February opened with Russian troops sitting menacingly on the border of Ukraine but with the international order more or less intact. It ended with an all-out invasion by Russia, the shelling of the largest nuclear power plant in Europe (WSJ, March 4), and hundreds of thousands of refugees seeking shelter in the West. Our hearts go out to the people of Ukraine.

While the humanitarian disaster is, and should be, the world’s first order of business, markets have not been immune to the tragedy unfolding there. The primary transmission vehicle has been commodity prices, more specifically, oil and, to a lesser extent, wheat. The price for West Texas Intermediate crude rose to more than $116/barrel during the month’s last week, and is now over $120/barrel (WSJ, March 7). The price for wheat climbed 5.35% on March 1 alone and is up more than 50% since the invasion began (AP, March 6). Ukraine and Russia produce around 14% of global wheat – and 29% of all wheat exports (CNN, March 1).

Equity markets began and ended the month on the back foot. On February 3 the Nasdaq fell 3.7%, or 538 points, ending a four-day winning streak with the biggest one-day decline since September 2020 (Wall Street Journal, February 3). Meta, the company formerly known as Facebook, shed 26% of its value on the day following a drop in profits and a disappointing outlook. The S&P 500 fell 111.94, or 2.4%, to 4477.44 (Wall Street Journal, February 3). For the month, the S&P 500 was off -3.1%, the Dow declined -3.5% and the Nasdaq gave back -3.4% (Zacks Equity Research, March 1).

 

Inflation surges

TheFor its part, inflation hardly needed any encouragement from higher commodity prices. The Bureau of Labor Statistics reported that U.S. consumer prices rose 0.6% in January and 7.5% on an annual basis, the biggest 12-month jump since February 1982 (BLS news release). The personal consumption expenditures index (PCE), closely watched by the Fed, was up 5.2% on an annualized basis in January, the biggest increase since April 1983 (CNBC, February 25).

Jobs were a bright spot. January payrolls jumped by 467,000, seasonally adjusted, with job growth for November and December marked up by 700,000 (Bloomberg, February 4). February’s number, reported the first week of March, was an eye-popping 678,000 new jobs (Bureau of Labor Statistics, March 4). The unemployment rate fell to 3.8%.
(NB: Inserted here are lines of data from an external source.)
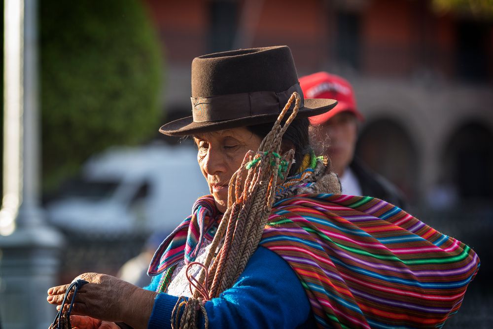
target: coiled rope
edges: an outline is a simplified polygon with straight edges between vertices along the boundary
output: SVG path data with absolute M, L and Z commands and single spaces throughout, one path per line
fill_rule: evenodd
M 295 100 L 292 113 L 282 126 L 284 115 Z M 204 315 L 205 328 L 208 328 L 205 302 L 218 297 L 233 286 L 257 249 L 272 208 L 276 186 L 285 179 L 287 175 L 284 174 L 289 172 L 292 164 L 294 150 L 290 149 L 282 156 L 280 152 L 282 136 L 296 117 L 300 103 L 300 95 L 293 93 L 258 150 L 248 151 L 241 166 L 231 177 L 228 208 L 206 261 L 203 264 L 191 263 L 187 267 L 190 287 L 193 286 L 195 290 L 191 297 L 187 299 L 180 296 L 178 298 L 172 314 L 174 329 L 197 328 L 199 311 Z M 188 271 L 198 264 L 202 267 L 199 279 L 192 279 Z

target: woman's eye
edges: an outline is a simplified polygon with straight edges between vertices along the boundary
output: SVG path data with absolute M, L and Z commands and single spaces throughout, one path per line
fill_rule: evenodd
M 225 148 L 225 149 L 226 149 L 227 150 L 234 150 L 235 148 L 236 148 L 237 147 L 238 147 L 238 145 L 225 145 L 224 146 L 224 148 Z

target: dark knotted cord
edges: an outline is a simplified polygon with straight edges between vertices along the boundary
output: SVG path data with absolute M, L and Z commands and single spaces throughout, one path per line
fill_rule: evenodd
M 70 324 L 70 314 L 72 312 L 73 302 L 75 300 L 75 295 L 80 287 L 86 283 L 89 283 L 85 280 L 79 279 L 70 284 L 65 292 L 65 295 L 63 297 L 63 301 L 62 302 L 62 304 L 60 305 L 60 309 L 58 311 L 58 314 L 55 317 L 49 329 L 71 329 L 72 326 Z M 72 299 L 70 301 L 69 309 L 66 312 L 64 312 L 65 304 L 69 298 L 69 294 L 71 292 L 72 289 L 73 290 L 73 294 L 72 295 Z

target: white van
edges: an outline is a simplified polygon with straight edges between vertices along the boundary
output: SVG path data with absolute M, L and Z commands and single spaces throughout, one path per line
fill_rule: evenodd
M 209 194 L 191 146 L 109 149 L 90 159 L 81 178 L 46 207 L 68 230 L 169 232 Z

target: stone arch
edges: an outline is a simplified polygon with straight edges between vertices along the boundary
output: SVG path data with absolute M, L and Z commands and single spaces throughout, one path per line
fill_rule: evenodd
M 374 118 L 361 129 L 356 154 L 374 172 L 400 188 L 414 203 L 418 191 L 419 154 L 405 126 L 388 117 Z
M 478 120 L 462 123 L 441 151 L 439 183 L 467 199 L 493 197 L 493 129 Z

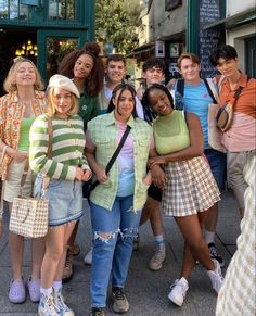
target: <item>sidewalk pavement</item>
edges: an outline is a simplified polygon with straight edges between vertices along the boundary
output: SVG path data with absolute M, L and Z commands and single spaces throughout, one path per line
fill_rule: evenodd
M 226 268 L 235 251 L 235 240 L 240 233 L 240 215 L 233 194 L 225 192 L 220 202 L 216 244 L 226 261 Z M 75 258 L 75 275 L 64 285 L 63 293 L 66 303 L 74 309 L 76 316 L 90 313 L 90 266 L 84 264 L 84 256 L 90 249 L 90 217 L 88 204 L 85 201 L 86 215 L 80 222 L 78 242 L 81 253 Z M 130 303 L 127 316 L 214 316 L 216 294 L 210 287 L 209 278 L 201 265 L 196 265 L 190 280 L 182 307 L 177 307 L 167 299 L 170 283 L 179 277 L 182 258 L 182 237 L 175 220 L 163 217 L 167 257 L 158 271 L 151 271 L 148 262 L 154 253 L 154 238 L 150 224 L 140 228 L 140 249 L 132 254 L 126 294 Z M 4 214 L 4 236 L 0 241 L 0 316 L 34 316 L 37 315 L 37 304 L 27 296 L 24 304 L 12 304 L 8 300 L 8 288 L 11 279 L 11 267 L 8 251 L 8 212 Z M 24 278 L 29 276 L 29 240 L 25 242 Z M 107 309 L 107 316 L 117 315 Z

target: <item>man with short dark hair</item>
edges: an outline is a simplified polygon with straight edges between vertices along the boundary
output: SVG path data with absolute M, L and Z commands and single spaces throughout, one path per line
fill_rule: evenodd
M 227 173 L 230 188 L 239 202 L 241 217 L 244 215 L 244 191 L 247 184 L 243 169 L 247 159 L 255 155 L 256 148 L 256 80 L 239 69 L 239 58 L 234 47 L 222 45 L 210 55 L 210 63 L 225 78 L 220 83 L 220 103 L 230 102 L 242 88 L 233 105 L 230 128 L 222 135 L 222 144 L 228 150 Z M 219 78 L 217 78 L 217 83 Z
M 121 84 L 126 77 L 126 59 L 123 54 L 111 54 L 107 56 L 106 66 L 106 83 L 99 94 L 100 114 L 106 113 L 112 91 L 115 87 Z M 139 99 L 136 99 L 136 111 L 140 118 L 143 118 L 143 110 Z
M 199 116 L 204 134 L 204 154 L 209 163 L 210 170 L 221 191 L 225 187 L 226 154 L 212 148 L 208 143 L 208 109 L 214 103 L 213 97 L 206 86 L 205 80 L 200 77 L 201 63 L 196 54 L 183 52 L 178 59 L 178 69 L 183 78 L 182 100 L 184 111 Z M 181 83 L 181 81 L 179 81 Z M 214 85 L 214 84 L 213 84 Z M 176 93 L 178 83 L 175 85 Z M 180 91 L 179 91 L 180 92 Z M 217 92 L 217 90 L 216 90 Z M 205 222 L 204 238 L 208 244 L 212 258 L 216 258 L 220 267 L 225 266 L 225 260 L 218 253 L 215 235 L 218 222 L 218 203 L 215 203 L 208 213 Z

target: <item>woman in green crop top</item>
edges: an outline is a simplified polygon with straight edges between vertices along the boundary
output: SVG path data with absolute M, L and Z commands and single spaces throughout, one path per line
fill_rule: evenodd
M 150 159 L 149 167 L 162 165 L 166 174 L 166 182 L 162 184 L 162 208 L 175 217 L 184 238 L 181 274 L 168 294 L 172 303 L 181 306 L 196 260 L 207 269 L 216 292 L 222 285 L 219 263 L 210 258 L 202 235 L 207 213 L 220 200 L 220 193 L 203 155 L 204 141 L 199 117 L 174 110 L 172 97 L 162 85 L 150 87 L 142 104 L 150 115 L 156 117 L 153 130 L 158 156 Z

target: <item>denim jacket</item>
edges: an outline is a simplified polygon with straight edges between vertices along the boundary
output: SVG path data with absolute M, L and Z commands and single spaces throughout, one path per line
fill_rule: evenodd
M 135 148 L 135 195 L 133 195 L 133 211 L 141 210 L 146 200 L 148 187 L 142 182 L 146 175 L 146 163 L 150 152 L 150 143 L 153 137 L 152 127 L 140 118 L 130 117 L 127 125 L 131 127 L 130 136 L 133 139 Z M 95 117 L 88 123 L 88 130 L 90 138 L 95 144 L 95 160 L 99 165 L 106 167 L 115 149 L 117 148 L 117 126 L 114 113 L 104 114 Z M 90 194 L 90 200 L 106 210 L 112 210 L 118 185 L 118 167 L 117 161 L 108 175 L 108 180 L 100 184 Z

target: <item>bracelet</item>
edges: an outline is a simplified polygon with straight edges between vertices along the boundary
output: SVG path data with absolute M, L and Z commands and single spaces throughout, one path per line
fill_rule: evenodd
M 8 147 L 9 147 L 8 144 L 4 144 L 4 147 L 3 147 L 3 149 L 2 149 L 2 152 L 3 152 L 3 153 L 7 151 Z

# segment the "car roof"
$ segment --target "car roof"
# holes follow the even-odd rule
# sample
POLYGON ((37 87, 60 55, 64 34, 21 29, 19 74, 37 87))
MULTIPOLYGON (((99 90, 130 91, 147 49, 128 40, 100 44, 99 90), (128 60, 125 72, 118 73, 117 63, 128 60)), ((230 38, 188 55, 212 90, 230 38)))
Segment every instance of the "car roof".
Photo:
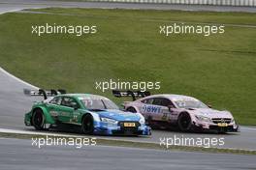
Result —
POLYGON ((93 94, 64 94, 60 96, 61 97, 73 97, 79 99, 109 99, 106 97, 102 97, 99 95, 93 95, 93 94))
POLYGON ((171 100, 182 100, 182 99, 193 99, 193 100, 198 100, 197 99, 185 95, 175 95, 175 94, 159 94, 159 95, 151 95, 146 97, 147 99, 149 98, 167 98, 171 100))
Consumers continued to spend with retail sales up 3.8% in January. Estimates had been for a rise of 2.0% (Bloomberg, February 16).  Stocks managed a rally mid-month on the heels of a three-day losing streak as Russia suggested it was pulling some troops back from the Ukraine border (Wall Street Journal, February 15). In the event, Russia did not pull back and the S&P 500 continued downward, reaching correction territory as tensions mounted. On February 22, the S&P fell 44 points, or around 1.0%, to 4304. The Dow dropped -1.4% and the Nasdaq -1.2% (Wall Street Journal, February 22).

There was some discussion late in the month as to whether or not the Federal Reserve would continue on the path to higher interest rates. At a minimum, the possibility of a 50 basis point rise in March appeared to be off the table as Fed Chair Powell endorsed a 25 basis point raise in his March 2 testimony before Congress (Reuters, March 2).

All the while sanctions continued to pile up, further isolating Russia from the global economy.  So far oil has been exempted in a nod to the country’s position as a major exporter, especially to Europe, but that remains subject to change. For now, uncertainty is the only sure thing, a circumstance that seems likely to continue for some time yet.